# [etc-update] Problème après une mise à jour (résolu)

## Neuromancien

Bonjour,

Après une mise à jour et un etc-update, de nombreux programmes ne fonctionnent plus correctement, en particulier Apache.

----------

## Adrien

et........? :Rolling Eyes: 

----------

## blasserre

https://forums.gentoo.org/viewtopic-t-347528.html

----------

## Neuromancien

 *blasserre wrote:*   

> https://forums.gentoo.org/viewtopic-t-347528.html

 

Quel rapport avec ma question ? Si n'avez pas de solution, abstenez vous de répondre.  :Sad: 

----------

## montesq

 *Quote:*   

> 
> 
> Quel rapport avec ma question ? Si n'avez pas de solution, abstenez vous de répondre. 
> 
> 

 

Si tu veux pas qu'on t'aide, abstiens-toi de poster ....

----------

## bong

 *Neuromancien wrote:*   

>  *blasserre wrote:*   https://forums.gentoo.org/viewtopic-t-347528.html 
> 
> Quel rapport avec ma question ? Si n'avez pas de solution, abstenez vous de répondre. 

 

T'as aussi le droit de t'abstenir de demander si t'as pas cherché.... 

je suppose ( je suis meme certain) que t'as fais un etc-update -5 et si c'est bien le cas tu n'as plus qu'a reecrire tes fichier de conf, on pourra rien faire de plus...

Désolé si je donne l'impression d'etre agressif mais bon....

----------

## kernelsensei

 *Neuromancien wrote:*   

>  *blasserre wrote:*   https://forums.gentoo.org/viewtopic-t-347528.html 
> 
> Quel rapport avec ma question ? Si n'avez pas de solution, abstenez vous de répondre. 

 

le rapport, c'est que "Ça ne marche plus !!", c'est vachement générique, et on ne fait pas encore dans la divination ...

donc des messages d'erreur, fichiers de conf (en enlevant les commentaires), etc. seraient les bienvenus.

Si tu pouvais aussi décrire ce que tu as fait entre le moment ou ça marchait, et celui ou ca ne marche plus, ça serait bien.

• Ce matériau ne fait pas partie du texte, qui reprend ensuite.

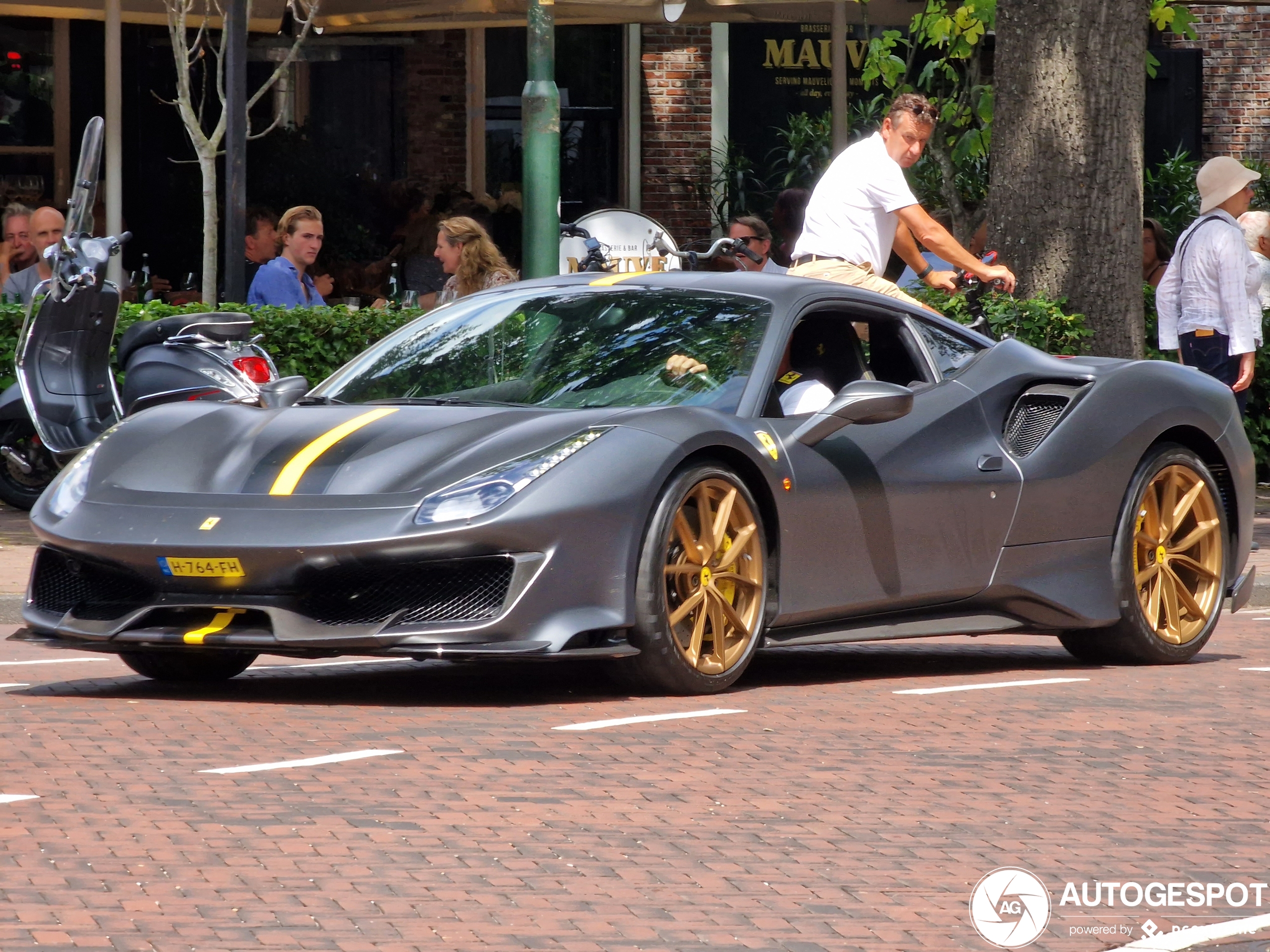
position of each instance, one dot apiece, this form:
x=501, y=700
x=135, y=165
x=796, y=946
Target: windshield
x=566, y=349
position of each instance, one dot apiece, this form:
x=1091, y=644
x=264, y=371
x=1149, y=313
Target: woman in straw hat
x=1208, y=299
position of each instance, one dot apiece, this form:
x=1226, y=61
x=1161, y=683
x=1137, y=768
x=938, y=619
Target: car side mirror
x=284, y=391
x=862, y=401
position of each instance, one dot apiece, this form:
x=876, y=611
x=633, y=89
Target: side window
x=893, y=356
x=950, y=351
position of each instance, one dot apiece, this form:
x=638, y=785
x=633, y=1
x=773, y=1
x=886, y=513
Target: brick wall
x=436, y=90
x=676, y=127
x=1236, y=43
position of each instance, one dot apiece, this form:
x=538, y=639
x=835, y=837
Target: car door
x=898, y=514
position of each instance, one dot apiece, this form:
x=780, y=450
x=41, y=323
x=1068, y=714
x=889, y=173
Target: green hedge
x=1039, y=320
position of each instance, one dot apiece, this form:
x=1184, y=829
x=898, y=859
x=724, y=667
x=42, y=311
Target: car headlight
x=72, y=485
x=493, y=487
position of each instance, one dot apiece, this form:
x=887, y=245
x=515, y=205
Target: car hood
x=319, y=451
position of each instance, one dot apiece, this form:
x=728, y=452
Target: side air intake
x=1036, y=414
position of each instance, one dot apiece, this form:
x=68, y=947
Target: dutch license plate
x=202, y=568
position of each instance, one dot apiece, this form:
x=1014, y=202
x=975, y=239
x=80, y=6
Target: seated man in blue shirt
x=285, y=281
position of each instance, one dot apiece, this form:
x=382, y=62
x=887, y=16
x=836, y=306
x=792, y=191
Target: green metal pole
x=540, y=123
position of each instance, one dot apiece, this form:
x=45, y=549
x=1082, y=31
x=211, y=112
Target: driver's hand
x=1000, y=272
x=944, y=281
x=678, y=366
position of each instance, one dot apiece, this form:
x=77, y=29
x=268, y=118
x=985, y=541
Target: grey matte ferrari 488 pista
x=580, y=467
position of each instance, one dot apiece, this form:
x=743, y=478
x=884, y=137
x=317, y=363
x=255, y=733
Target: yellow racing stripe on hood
x=295, y=470
x=614, y=278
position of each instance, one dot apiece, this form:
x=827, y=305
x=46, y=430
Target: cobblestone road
x=832, y=814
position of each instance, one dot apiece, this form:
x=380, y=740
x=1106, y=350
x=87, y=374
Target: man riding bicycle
x=856, y=211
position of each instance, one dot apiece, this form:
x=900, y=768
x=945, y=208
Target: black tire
x=188, y=667
x=1136, y=639
x=664, y=666
x=17, y=488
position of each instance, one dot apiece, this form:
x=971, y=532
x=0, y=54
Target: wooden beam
x=62, y=111
x=476, y=111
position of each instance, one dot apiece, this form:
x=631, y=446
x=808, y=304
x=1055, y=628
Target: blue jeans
x=1210, y=354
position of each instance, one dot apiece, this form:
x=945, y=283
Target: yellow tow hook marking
x=292, y=473
x=768, y=443
x=224, y=616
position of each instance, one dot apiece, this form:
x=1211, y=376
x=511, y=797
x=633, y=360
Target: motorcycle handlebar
x=722, y=247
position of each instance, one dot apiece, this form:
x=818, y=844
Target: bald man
x=46, y=229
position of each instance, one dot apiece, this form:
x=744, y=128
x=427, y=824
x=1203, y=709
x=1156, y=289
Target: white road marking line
x=306, y=762
x=646, y=719
x=994, y=685
x=326, y=664
x=1178, y=941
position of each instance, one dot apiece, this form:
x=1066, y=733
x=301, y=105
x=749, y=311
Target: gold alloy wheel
x=714, y=577
x=1178, y=555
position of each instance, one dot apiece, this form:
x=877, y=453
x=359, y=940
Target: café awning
x=378, y=15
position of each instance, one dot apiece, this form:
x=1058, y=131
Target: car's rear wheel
x=192, y=666
x=702, y=588
x=1169, y=565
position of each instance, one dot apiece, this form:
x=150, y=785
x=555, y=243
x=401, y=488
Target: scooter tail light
x=254, y=368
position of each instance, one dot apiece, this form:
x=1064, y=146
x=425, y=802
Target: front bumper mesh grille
x=90, y=591
x=458, y=591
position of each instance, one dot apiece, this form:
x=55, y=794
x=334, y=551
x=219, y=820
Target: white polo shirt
x=852, y=211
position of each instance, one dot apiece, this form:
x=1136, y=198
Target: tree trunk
x=1067, y=158
x=211, y=220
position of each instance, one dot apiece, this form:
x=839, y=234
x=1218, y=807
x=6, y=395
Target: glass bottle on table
x=396, y=287
x=145, y=291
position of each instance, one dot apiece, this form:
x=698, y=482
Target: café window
x=26, y=109
x=588, y=74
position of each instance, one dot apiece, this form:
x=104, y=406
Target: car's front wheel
x=192, y=666
x=1169, y=565
x=702, y=588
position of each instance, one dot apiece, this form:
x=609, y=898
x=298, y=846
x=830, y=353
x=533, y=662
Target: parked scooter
x=66, y=394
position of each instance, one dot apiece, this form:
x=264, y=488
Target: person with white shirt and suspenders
x=1207, y=302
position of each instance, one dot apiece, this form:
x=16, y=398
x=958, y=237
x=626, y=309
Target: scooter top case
x=186, y=357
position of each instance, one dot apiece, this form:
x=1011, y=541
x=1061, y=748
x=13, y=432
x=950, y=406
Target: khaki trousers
x=860, y=276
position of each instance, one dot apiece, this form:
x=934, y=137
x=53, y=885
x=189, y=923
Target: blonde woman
x=472, y=260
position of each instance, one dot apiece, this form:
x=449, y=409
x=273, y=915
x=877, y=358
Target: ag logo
x=1010, y=908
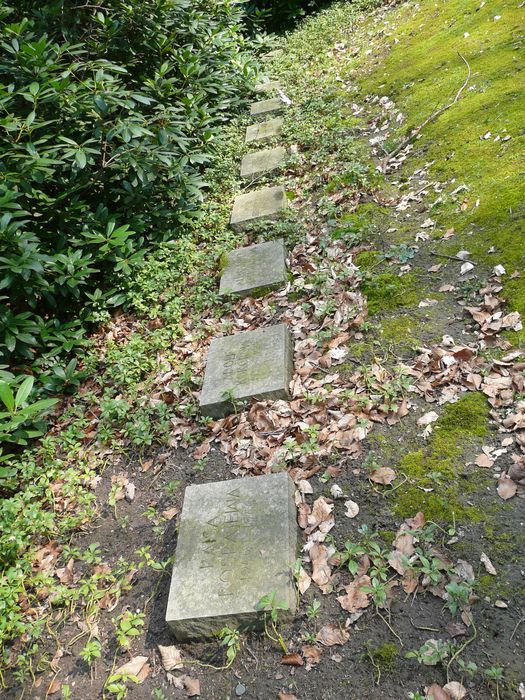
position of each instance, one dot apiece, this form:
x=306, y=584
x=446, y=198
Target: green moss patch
x=479, y=141
x=387, y=291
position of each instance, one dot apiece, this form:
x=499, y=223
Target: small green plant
x=172, y=487
x=21, y=420
x=272, y=608
x=127, y=627
x=230, y=638
x=458, y=595
x=91, y=651
x=432, y=652
x=494, y=674
x=469, y=668
x=313, y=610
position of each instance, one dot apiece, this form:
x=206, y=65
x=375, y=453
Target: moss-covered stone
x=436, y=482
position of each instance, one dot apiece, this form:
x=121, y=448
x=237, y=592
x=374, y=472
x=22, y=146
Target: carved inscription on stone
x=224, y=548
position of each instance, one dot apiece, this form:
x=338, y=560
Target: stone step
x=265, y=107
x=255, y=269
x=266, y=203
x=260, y=162
x=265, y=131
x=270, y=86
x=237, y=543
x=248, y=365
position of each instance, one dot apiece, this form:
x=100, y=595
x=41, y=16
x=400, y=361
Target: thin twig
x=433, y=116
x=518, y=623
x=463, y=646
x=450, y=257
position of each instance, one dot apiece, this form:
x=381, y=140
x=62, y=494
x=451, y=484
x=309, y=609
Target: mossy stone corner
x=237, y=543
x=271, y=86
x=261, y=162
x=266, y=203
x=265, y=107
x=249, y=365
x=265, y=131
x=250, y=270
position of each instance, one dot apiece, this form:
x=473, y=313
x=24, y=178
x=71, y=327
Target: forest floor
x=405, y=432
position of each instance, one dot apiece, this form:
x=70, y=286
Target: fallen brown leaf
x=436, y=692
x=171, y=657
x=53, y=687
x=311, y=654
x=352, y=509
x=383, y=475
x=455, y=690
x=506, y=488
x=192, y=686
x=489, y=566
x=355, y=598
x=293, y=659
x=132, y=667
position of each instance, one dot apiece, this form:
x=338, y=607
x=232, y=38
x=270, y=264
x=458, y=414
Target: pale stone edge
x=186, y=629
x=267, y=137
x=268, y=87
x=240, y=226
x=265, y=111
x=258, y=173
x=254, y=289
x=221, y=407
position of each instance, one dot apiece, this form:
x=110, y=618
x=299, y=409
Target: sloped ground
x=408, y=395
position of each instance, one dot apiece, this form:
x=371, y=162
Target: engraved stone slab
x=265, y=107
x=262, y=162
x=255, y=268
x=266, y=203
x=271, y=86
x=265, y=131
x=237, y=543
x=251, y=364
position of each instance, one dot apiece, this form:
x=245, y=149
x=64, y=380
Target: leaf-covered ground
x=404, y=435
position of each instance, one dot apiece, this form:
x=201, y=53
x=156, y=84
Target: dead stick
x=433, y=116
x=450, y=257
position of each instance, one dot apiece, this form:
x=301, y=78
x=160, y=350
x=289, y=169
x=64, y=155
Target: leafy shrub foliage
x=109, y=112
x=279, y=15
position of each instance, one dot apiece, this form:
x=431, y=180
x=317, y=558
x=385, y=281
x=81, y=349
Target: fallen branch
x=415, y=133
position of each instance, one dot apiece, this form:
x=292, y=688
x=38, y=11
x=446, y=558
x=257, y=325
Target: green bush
x=109, y=114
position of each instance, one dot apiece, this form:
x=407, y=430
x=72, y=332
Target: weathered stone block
x=255, y=268
x=271, y=55
x=248, y=365
x=266, y=203
x=237, y=543
x=260, y=162
x=271, y=86
x=265, y=107
x=265, y=131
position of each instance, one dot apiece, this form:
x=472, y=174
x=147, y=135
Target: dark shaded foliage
x=109, y=113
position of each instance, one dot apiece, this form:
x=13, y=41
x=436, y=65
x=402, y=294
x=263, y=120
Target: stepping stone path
x=265, y=131
x=255, y=269
x=271, y=86
x=237, y=543
x=262, y=162
x=249, y=365
x=265, y=107
x=237, y=539
x=266, y=203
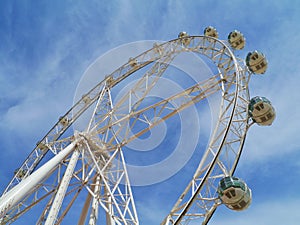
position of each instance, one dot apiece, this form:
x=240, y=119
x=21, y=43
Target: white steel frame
x=86, y=161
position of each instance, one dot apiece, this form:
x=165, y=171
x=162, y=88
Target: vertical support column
x=56, y=205
x=109, y=219
x=95, y=204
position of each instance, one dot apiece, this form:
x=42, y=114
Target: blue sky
x=46, y=46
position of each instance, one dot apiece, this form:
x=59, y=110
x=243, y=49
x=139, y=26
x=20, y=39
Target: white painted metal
x=95, y=203
x=102, y=144
x=55, y=207
x=28, y=185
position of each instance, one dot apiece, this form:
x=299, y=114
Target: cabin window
x=269, y=116
x=228, y=195
x=232, y=192
x=243, y=204
x=263, y=119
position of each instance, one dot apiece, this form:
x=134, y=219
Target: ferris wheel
x=84, y=173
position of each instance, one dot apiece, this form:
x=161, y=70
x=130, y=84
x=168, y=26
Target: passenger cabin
x=234, y=193
x=184, y=41
x=211, y=32
x=261, y=111
x=256, y=62
x=236, y=40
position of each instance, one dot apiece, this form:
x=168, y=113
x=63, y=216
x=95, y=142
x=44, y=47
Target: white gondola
x=234, y=193
x=211, y=31
x=236, y=40
x=261, y=111
x=256, y=62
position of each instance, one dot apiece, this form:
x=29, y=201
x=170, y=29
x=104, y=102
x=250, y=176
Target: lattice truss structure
x=62, y=167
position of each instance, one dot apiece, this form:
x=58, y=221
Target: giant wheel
x=63, y=164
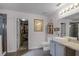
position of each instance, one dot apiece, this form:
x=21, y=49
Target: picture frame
x=38, y=25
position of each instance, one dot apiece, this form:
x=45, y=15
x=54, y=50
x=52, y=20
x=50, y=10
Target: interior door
x=74, y=30
x=3, y=31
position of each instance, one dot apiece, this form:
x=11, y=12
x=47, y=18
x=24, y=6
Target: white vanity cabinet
x=56, y=49
x=60, y=50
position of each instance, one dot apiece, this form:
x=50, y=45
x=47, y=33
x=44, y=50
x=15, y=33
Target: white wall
x=35, y=38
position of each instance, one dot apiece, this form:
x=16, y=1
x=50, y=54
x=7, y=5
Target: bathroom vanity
x=64, y=46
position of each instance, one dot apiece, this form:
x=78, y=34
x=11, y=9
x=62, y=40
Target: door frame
x=18, y=32
x=5, y=52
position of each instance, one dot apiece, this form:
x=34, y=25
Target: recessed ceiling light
x=58, y=4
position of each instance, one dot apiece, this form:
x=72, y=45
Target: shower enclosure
x=3, y=32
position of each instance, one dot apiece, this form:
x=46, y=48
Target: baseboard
x=12, y=51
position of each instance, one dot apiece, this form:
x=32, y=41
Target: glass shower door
x=3, y=32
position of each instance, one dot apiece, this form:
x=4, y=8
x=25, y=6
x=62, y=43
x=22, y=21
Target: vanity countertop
x=64, y=41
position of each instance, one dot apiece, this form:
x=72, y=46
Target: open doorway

Maintenant, étant donné que t'as fait un etc-update, c'est vrai que je vise aussi les fichiers de conf écrasés ..., avec un conseil pour l'avenir, c'est de faire gaffe à ce que tu écrases pendant un etc-update.

Merci.

----------

## billiob

 *kernel_sensei wrote:*   

> 
> 
> Maintenant, étant donné que t'as fait un etc-update, c'est vrai que je vise aussi les fichiers de conf écrasés ..., avec un conseil pour l'avenir, c'est de faire gaffe à ce que tu écrases pendant un etc-update.
> 
> 

 

Ou d'utiliser dispatch-conf

----------

## boozo

 *Neuromancien wrote:*   

> lasserre wrote:
> 
> https://forums.gentoo.org/viewtopic-t-347528.html
> 
> Quel rapport avec ma question ? Si n'avez pas de solution, abstenez vous de répondre.

 

Avec 281 posts, tu devrais savoir non (et même si il ne sont pas tous sur le forum fr tu dois en avoir un certain nb ici a ton actif)

Par allieurs, bien que ton pb puisse être invalidant il ne te dispense pas du minimum de respect dans tes remarques celui qui te fais ce post l'a fait à juste titre même ci celà est un peu lapidaire je l'accorde   :Mr. Green: 

Et vu le manque d'information dont tu as fait part pour relater ton pb c'était très tentant

Les réponses t'on été fournies donc sois prudent avec etc-update à l'avenir, sinon tu peux toujours prendre l'alternative GUI avec cfg-update  :Wink: 

'alute

----------

## truz

 *[IMPORTANT] Comment se servir du forum !! 1/3 > Comment poser les questions de manière intelligente 6.2 wrote:*   

> 
> 
> Ah, quel dommage, j'espère que ça va s'arranger.

  :Laughing: 

[IMPORTANT] Comment se servir du forum !!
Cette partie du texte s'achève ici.